Agora o enfoque está na proteção da dignidade sexual do individuo, onde o mesmo tem a liberdade de escolher quem será seu parceiro ou parceira, sem que este direito seja violado e caso ocorra a violação, este bem jurídico deve estar devidamente protegido e tutelado.

Nesse contexto, há convir que para o legislador não interessa os hábitos sexuais do ser humano, se imorais ou inadequados, mas a dignidade humana deve estar em primeiro lugar.
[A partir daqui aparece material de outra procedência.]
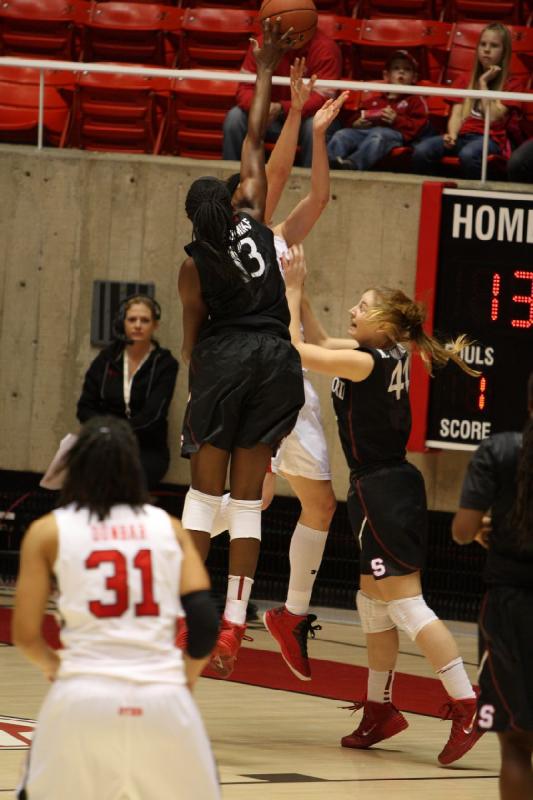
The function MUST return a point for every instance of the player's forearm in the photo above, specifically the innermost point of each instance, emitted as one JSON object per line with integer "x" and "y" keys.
{"x": 294, "y": 298}
{"x": 193, "y": 668}
{"x": 320, "y": 186}
{"x": 281, "y": 159}
{"x": 258, "y": 114}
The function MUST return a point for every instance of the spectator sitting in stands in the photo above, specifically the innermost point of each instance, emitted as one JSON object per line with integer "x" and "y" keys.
{"x": 323, "y": 59}
{"x": 384, "y": 121}
{"x": 466, "y": 123}
{"x": 520, "y": 166}
{"x": 134, "y": 379}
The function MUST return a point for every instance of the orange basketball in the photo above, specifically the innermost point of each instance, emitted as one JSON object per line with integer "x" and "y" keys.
{"x": 297, "y": 14}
2.1. Crimes contra os costumes X Crimes contra a dignidade sexual.

O título VI do código penal era denominado crimes contra os costumes, porém a lei 12.015/2009 alterou o nome desde título, que passou a ser chamado de crimes contra a dignidade sexual.

A mudança do título foi uma resposta às inúmeras reivindicações dos doutrinadores ao sustentarem que os crimes elencados no Título VI não atentavam contra a moralidade pública ou coletiva, mas sim contra a dignidade e a liberdade sexual das vítimas. A dignidade sexual encerra o conceito de intimidade e revela-se em harmonia com o princípio da dignidade da pessoa humana – fundamento basilar da Constituição de 1988 (Art. 1º, III). (Dos crimes contra os costumes à evolução dos crimes contra a dignidade sexual ‐ As repercussões práticas da Lei 12.015/09 no Título VI do Código Penal. Ana Karina França Merlo)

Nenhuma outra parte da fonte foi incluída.